La forma de meterse en el castillo banfileño de Sandro la encontró usando una escalera de una estación de servicio lindera y la mentira de que un arquitecto le pidió que tomara una foto cenital del lugar. El resultado de su artilugio fue un romance inventado con esa mujer que aparecía limpiando la pileta del popular cantante. Sandro lo perdonó. No eran amigos, pero había un tratado de cordialidad. Giacometto impuso una política: se ganaba la simpatía de los artistas, políticos y deportistas regalándoles fotos. Sus fotos, a su vez, ocasionaron al menos cuatro juicios contra los medios que las publicaron. Él las recuerda con pena y gracia.

Acumula fotos que no publicó por “respeto”, fotos que no debió haber sacado y secretos caros. Una vez -cuenta- encontró en una situación comprometida a un reconocido cantante, actor y político en la puerta de Mau Mau. “‘Me cagás la vida’, me dijo, me puso algo en el bolsillo y me fui calladito”. Su lugar era el espacio público, donde hacía y deshacía a su gusto. Su límite era el ámbito privado: ahí ya no disparaba.

Lo que hacía ni siquiera tenía nombre. Era un reportero gráfico antes de que se estableciera la figura del “paparazzi”. Presume haber sido el inventor del concepto en Argentina y aunque trabajó como efectivo en medios gráficos, su trayectoria la desarrolló como fotógrafo independiente. Ofrecía sus trabajos: lo contrataron Gente, Perfil, Atlántida, Siete Días, Radiolandia y revistas del exterior. “Yo no quería ser de nadie”, describe.

Resulta inevitable reincidir en las anécdotas. A su medio siglo de profesión lo sostienen las historias mínimas. Brotan de su memoria como si se tratara de su legado: recuerda lo loco que era Monzón, lo carismático que era Carlos Menem, las coberturas en Mar del Plata, la vez que Nélida Lobato lo invitó a cenar, la vez que Charly García le arrojó un vaso de vidrio, la vez que el mánager de Vilas le quiso pegar, la vez en que encontró en la basura de Isabel Preysler, ex esposa de Julio Iglesias, una carta de puño y letra escrita por su hijo Enrique Iglesias o la vez que esperó siete horas arriba de un árbol para documentar la liberación de Isabelita en la quinta de San Vicente, tras el Golpe de Estado del 23 de marzo de 1976 y antes de exiliarse en Madrid.

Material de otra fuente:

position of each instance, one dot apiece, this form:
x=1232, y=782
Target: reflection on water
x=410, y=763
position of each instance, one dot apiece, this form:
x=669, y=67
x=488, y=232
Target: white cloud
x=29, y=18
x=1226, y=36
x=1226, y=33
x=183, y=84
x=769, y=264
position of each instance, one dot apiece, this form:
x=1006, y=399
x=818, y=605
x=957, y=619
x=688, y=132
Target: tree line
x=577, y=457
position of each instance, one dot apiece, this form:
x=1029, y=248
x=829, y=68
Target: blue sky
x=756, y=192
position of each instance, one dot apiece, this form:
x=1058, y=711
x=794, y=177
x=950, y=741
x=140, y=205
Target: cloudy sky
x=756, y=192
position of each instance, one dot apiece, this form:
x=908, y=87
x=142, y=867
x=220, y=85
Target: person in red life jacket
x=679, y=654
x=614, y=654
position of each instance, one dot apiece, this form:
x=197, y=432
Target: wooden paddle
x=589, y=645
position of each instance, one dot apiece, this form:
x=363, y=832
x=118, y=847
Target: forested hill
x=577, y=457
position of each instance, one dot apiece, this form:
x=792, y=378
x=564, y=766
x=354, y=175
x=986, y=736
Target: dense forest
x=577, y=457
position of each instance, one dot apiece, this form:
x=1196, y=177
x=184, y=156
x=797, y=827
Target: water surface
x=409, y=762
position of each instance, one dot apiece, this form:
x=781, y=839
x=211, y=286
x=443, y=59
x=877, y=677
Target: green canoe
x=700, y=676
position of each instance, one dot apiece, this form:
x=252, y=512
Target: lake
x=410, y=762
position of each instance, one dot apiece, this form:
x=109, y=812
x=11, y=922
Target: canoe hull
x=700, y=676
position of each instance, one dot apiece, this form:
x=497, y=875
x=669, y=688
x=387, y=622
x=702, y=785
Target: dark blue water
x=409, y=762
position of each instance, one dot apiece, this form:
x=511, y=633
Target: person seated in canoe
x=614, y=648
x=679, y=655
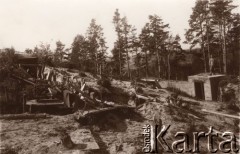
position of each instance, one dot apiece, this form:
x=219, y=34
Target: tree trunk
x=224, y=50
x=158, y=63
x=169, y=67
x=219, y=52
x=203, y=50
x=128, y=64
x=146, y=58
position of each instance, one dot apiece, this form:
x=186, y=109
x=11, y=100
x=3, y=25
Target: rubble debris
x=83, y=139
x=66, y=140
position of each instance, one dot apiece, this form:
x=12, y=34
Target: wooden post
x=24, y=102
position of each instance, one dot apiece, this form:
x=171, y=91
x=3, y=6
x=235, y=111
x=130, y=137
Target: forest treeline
x=214, y=31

La foto que quiso haber sacado es el “descubrimiento” de Marcelo Tinelli con Paula Robles y la más preciada es obra de la fortuna. Juan Pablo II visitó por primera vez el país la mañana del 11 de junio de 1982. Lo recibió en el aeropuerto de Ezeiza el presidente de facto, Leopoldo Fortunato Galtieri, tres días antes de la capitulación de las fuerzas argentinas en Malvinas. En su primer discurso, nombró 38 veces la palabra paz. Su primera parada fue en la Catedral Metropolitana de Buenos Aires, perseguido por manifestantes y fotógrafos. Allí, Daniel Giacometto cometió la mejor equivocación de su vida. Abrió la puerta del baño sin saber que era, en verdad, una habitación privada donde Juan Pablo II dormitaba frente a un café con leche. Le dijo “su santidad” y sacó la foto.

Desde la comitiva papal le entregaron también un rosario. El obsequio aún está colgado de una de las esquinas de su cama. Tiene 69 años, trabaja de vez en cuando y vive en el partido de San Martín, a la vera de la avenida General Paz, con su hermana y su cuñado. “Nunca nadie me dijo papá todavía. He salido con unas famosas, fui uno de los primeros novios de Carmen Barbieri y ella sigue estando enamorada de mí”, dice riéndose. Intentó formar familias pero su devoción por el trabajo lo hacía incompatible: dedicaba dos meses a cubrir el verano marplatense, juntaba francos para irse a perseguir famosos por Europa, más las coberturas imprevistas, su vocación, su persistencia, su impulso por decir siempre que sí, los sellos de 25 países en su pasaporte y las recorridas nocturnas que patentó, cuando no existía ni los smartphones ni los allegados y los famosos estaban de incógnito pero “a disposición”. Historias de un pionero y de un nostálgico de la noche porteña.